Trying to Prove Ourselves Wrong

If we’re going to follow the advice above — that is, if we’re going to seek out evidence at odds with our own beliefs — we might wonder: can we find research contradicting this line of thought?

Can we find evidence that children prefer urban settings to rural ones? That they adopt adult preferences only slowly, as they age?

Yes, we can.

Researchers in Chicago worked with children and their parents, asking them to say how much they liked (and disliked) images of natural and urban settings.

In every category, children liked the urban images more than adults (and their parents) did, and disliked natural images more than adults (and their parents). (Check out figure 3 in the study.)

And: that preference changed — almost linearly — as the children aged.

That is: the four-year-olds strongly preferred the urban images, whereas that preferential difference decreased as the children got older. (Figure 4 shows this pattern.)

You might reasonably wonder: doesn’t this depend on the environment in which the children grew up and attended school?

The researchers wondered the same thing.
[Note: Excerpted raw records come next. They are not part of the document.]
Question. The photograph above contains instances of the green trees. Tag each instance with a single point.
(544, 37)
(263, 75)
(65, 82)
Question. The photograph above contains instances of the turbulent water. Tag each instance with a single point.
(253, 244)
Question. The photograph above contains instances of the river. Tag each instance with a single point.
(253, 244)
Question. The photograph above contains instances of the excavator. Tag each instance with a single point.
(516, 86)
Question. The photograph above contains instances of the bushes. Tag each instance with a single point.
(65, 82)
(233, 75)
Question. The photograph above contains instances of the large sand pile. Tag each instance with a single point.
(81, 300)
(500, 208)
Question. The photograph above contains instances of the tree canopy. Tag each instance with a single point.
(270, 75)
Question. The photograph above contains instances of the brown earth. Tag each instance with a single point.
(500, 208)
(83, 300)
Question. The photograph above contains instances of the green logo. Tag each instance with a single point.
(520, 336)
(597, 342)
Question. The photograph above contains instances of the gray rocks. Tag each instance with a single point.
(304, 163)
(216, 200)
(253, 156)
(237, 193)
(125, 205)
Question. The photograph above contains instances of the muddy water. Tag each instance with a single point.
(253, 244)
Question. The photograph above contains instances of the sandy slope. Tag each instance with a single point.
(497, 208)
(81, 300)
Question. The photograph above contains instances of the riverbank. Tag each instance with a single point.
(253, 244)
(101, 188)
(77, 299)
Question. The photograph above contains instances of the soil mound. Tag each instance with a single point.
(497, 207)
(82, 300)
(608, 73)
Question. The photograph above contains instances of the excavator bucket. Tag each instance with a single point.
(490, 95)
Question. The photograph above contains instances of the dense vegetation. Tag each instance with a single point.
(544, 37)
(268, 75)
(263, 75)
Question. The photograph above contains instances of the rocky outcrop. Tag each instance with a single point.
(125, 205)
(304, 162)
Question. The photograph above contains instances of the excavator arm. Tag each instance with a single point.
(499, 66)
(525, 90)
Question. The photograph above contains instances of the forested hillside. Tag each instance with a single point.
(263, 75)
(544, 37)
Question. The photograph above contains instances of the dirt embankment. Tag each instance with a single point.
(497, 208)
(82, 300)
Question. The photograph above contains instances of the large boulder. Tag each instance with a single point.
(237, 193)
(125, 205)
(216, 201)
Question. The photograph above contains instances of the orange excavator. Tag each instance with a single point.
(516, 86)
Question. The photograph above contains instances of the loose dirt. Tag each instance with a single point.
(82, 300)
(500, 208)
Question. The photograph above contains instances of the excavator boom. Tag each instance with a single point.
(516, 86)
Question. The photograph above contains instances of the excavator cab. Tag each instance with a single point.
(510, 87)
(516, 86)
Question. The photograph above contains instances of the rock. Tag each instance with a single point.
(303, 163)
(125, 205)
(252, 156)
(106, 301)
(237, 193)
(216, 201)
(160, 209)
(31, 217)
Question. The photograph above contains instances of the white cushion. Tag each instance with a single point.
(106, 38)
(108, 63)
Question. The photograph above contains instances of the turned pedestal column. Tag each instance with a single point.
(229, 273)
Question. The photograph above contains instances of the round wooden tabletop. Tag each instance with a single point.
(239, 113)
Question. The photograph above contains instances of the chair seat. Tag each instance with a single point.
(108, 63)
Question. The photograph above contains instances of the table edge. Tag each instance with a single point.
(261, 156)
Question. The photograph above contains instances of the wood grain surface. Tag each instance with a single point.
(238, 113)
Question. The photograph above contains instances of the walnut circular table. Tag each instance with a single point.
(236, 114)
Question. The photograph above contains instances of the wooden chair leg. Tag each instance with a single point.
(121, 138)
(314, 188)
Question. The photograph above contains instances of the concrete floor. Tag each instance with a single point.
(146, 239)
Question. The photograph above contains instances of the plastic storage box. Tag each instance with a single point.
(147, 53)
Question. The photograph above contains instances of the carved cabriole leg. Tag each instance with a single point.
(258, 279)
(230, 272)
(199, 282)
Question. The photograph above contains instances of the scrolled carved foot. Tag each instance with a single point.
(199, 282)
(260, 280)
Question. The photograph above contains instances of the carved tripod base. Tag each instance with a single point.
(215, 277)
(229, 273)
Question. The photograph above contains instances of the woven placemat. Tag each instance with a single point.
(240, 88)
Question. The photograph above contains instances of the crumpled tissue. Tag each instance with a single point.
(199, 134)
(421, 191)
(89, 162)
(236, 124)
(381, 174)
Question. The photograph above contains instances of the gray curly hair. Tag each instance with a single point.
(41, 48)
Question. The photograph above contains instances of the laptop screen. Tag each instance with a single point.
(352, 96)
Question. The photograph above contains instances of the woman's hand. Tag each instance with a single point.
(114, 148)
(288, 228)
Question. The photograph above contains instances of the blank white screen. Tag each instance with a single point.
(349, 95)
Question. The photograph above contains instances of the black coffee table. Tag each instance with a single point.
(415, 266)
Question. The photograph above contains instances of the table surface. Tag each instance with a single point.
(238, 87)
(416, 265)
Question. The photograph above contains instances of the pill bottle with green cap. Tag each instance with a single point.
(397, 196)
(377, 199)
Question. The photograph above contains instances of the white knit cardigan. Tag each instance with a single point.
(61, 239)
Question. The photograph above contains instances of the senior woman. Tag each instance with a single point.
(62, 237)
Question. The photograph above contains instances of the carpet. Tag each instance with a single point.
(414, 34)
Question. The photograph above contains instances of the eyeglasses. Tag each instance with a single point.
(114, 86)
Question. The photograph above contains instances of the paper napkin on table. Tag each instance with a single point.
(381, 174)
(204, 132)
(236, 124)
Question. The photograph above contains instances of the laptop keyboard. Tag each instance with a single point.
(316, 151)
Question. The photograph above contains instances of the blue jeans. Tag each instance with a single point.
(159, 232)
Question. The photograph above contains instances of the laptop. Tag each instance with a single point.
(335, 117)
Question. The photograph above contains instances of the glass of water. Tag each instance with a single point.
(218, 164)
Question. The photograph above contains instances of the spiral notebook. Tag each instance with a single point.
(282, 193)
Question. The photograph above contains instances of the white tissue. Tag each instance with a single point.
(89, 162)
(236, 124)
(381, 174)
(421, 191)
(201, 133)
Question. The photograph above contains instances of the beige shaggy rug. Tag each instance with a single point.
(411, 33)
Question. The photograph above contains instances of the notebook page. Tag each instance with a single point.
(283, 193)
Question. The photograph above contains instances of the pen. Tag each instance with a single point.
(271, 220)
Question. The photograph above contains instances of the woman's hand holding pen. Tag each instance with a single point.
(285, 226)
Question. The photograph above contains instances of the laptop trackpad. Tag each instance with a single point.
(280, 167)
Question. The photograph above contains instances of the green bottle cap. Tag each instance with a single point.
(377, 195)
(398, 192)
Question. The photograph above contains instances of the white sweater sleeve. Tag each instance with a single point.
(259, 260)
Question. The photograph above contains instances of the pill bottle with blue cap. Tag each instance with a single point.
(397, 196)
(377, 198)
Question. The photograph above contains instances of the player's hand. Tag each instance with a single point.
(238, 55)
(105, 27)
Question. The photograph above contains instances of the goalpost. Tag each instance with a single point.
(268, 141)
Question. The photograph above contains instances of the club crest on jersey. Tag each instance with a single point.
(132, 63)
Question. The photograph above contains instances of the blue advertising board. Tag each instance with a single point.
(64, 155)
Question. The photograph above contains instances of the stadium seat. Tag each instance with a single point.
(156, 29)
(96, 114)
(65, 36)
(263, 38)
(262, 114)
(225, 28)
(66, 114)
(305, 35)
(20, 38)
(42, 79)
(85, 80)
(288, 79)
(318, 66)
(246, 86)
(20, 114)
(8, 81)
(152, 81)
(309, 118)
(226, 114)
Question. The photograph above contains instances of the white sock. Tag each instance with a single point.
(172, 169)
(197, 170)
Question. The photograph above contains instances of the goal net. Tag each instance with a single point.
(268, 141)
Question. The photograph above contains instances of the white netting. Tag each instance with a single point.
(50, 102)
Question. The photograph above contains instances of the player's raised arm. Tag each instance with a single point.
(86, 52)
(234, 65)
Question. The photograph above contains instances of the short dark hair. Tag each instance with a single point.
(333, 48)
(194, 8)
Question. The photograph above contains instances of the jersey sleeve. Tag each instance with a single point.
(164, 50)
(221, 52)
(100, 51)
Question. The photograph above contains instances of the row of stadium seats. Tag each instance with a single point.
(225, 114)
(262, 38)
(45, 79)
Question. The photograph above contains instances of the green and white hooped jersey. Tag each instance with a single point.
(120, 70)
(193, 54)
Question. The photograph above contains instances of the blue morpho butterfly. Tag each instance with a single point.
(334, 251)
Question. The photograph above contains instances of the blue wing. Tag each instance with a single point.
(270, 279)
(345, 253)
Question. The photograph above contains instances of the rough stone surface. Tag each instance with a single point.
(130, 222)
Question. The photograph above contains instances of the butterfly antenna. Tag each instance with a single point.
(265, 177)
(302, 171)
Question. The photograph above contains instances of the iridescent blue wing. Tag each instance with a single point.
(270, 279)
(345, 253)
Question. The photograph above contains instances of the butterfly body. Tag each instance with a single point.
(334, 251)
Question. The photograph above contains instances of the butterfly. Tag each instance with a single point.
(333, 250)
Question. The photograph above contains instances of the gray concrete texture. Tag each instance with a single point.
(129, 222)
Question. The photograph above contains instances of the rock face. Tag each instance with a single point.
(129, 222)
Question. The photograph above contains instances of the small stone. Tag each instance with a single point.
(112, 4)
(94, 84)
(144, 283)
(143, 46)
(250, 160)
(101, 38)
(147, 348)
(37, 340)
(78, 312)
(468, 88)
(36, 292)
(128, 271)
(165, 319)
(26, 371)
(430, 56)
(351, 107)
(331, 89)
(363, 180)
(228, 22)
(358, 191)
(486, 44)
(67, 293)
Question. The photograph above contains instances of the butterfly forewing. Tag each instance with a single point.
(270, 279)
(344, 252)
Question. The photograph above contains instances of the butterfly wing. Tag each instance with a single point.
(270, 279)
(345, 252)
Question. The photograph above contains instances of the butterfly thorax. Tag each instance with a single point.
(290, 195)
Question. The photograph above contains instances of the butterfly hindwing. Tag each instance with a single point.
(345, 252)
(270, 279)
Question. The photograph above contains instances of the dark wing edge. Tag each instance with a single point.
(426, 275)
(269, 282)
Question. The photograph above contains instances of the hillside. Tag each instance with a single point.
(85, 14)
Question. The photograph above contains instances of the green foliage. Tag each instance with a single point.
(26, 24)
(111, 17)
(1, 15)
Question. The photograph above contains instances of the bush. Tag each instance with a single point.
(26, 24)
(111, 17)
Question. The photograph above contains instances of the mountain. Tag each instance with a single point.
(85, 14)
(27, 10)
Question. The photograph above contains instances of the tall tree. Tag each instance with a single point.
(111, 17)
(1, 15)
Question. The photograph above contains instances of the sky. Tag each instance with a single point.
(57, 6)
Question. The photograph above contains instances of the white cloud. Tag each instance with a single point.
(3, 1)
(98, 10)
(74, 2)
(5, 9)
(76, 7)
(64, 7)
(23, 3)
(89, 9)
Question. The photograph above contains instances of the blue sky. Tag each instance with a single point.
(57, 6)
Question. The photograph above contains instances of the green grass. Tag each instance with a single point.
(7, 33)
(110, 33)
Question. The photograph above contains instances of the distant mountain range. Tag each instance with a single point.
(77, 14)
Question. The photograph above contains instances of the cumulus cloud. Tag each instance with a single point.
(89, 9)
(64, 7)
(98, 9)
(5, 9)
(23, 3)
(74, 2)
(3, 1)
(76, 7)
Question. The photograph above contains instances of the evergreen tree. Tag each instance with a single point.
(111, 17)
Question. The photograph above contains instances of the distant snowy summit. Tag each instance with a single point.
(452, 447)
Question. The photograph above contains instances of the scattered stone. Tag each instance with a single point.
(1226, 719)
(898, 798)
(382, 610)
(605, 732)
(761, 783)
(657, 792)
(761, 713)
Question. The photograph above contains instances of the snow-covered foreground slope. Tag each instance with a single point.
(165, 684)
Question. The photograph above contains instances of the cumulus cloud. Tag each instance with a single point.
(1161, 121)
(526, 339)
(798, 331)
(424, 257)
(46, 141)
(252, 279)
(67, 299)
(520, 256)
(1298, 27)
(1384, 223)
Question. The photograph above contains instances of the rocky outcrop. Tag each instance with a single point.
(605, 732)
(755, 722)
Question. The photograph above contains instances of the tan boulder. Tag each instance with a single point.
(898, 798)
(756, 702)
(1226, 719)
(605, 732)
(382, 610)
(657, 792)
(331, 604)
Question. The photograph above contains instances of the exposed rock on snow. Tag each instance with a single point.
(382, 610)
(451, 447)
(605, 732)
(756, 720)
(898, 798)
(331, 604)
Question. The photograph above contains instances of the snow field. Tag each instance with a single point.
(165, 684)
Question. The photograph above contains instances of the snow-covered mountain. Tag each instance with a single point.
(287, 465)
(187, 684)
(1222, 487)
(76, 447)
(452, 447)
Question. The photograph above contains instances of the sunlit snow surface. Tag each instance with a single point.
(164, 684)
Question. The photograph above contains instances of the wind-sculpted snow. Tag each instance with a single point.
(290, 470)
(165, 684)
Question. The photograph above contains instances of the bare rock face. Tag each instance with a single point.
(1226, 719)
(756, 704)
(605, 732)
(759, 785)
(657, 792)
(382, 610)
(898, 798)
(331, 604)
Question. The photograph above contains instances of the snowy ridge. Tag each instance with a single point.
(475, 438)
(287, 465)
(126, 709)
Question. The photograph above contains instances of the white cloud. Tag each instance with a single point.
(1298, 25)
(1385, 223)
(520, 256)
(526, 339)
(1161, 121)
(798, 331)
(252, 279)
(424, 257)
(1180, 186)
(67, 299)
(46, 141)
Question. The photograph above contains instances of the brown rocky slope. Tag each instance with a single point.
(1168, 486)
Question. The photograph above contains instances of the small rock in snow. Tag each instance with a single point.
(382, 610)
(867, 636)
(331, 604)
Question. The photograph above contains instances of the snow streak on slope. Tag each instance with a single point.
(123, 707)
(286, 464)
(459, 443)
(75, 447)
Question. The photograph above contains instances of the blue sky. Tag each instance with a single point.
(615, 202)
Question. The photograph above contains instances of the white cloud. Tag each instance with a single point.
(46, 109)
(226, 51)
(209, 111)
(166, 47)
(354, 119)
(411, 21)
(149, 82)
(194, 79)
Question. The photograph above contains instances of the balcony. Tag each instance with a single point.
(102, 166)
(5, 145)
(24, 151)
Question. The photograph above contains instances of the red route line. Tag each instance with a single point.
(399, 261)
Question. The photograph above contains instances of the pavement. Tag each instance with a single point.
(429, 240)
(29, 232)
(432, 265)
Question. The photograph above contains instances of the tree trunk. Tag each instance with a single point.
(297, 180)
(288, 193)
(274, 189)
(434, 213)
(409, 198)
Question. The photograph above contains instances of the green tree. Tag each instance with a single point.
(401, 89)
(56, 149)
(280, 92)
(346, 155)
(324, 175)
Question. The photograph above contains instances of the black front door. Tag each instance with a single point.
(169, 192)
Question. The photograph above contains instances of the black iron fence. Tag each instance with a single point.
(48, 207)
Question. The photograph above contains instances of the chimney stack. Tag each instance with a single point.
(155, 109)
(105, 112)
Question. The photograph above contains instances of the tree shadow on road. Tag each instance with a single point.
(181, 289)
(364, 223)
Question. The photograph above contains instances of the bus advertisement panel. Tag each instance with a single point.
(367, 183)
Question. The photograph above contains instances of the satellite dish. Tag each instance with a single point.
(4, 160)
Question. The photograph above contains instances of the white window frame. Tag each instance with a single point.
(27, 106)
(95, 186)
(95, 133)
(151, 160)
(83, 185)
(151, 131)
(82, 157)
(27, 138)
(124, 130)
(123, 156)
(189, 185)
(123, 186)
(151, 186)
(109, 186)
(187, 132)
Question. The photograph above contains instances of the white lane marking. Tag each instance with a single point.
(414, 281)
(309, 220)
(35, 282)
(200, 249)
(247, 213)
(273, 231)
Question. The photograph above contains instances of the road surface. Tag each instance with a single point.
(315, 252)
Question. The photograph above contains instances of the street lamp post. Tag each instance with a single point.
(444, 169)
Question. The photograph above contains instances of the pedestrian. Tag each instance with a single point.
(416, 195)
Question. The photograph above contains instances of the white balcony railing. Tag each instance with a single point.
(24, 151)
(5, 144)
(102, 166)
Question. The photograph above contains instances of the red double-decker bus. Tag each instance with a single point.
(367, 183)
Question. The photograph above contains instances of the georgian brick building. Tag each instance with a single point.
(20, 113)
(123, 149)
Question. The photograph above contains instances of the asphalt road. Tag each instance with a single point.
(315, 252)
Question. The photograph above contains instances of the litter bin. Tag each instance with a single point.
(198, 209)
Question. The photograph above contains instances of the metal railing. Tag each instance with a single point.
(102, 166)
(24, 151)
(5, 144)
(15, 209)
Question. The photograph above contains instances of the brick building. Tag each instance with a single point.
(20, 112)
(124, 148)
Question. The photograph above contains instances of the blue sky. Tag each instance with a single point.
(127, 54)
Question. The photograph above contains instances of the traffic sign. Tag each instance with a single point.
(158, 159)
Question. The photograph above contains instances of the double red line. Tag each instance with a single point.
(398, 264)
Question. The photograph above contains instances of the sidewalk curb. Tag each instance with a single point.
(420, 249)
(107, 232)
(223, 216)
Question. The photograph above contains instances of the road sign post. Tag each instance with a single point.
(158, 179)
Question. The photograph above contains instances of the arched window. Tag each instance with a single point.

The answer is, nope.

They used zip codes to measure the relative urbanization of the places where these children lived. And, that variable didn’t influence their preferences.

So, contrary to my confident predictions, children (in this study, with this research paradigm) don’t share adults’ preferences. They prefer urban to natural settings.

Lessons to Learn

To be clear: this study does NOT suggest that we should give up on outdoor education.

The researchers aren’t even asking that question.

Instead, they’re examining a plausible hypothesis: “our adult love of nature might be an evolutionary inheritance, and therefore we’ll find it in children too.”

These data do not support that plausible hypothesis.

But, they also don’t contradict the many (many benefits) that humans — adults and children — get from interacting with the natural world.

So, for me, the two key lessons here are:

First: when introducing young children to natural environments, don’t be surprised if they don’t love them at first. We might need to plan for their discomfort, anxiety, and uncertainty.

Second: even if we really want to believe something to be true; even if that “something” is super plausible — we really should look for contradictory evidence before we plan our teaching world around it.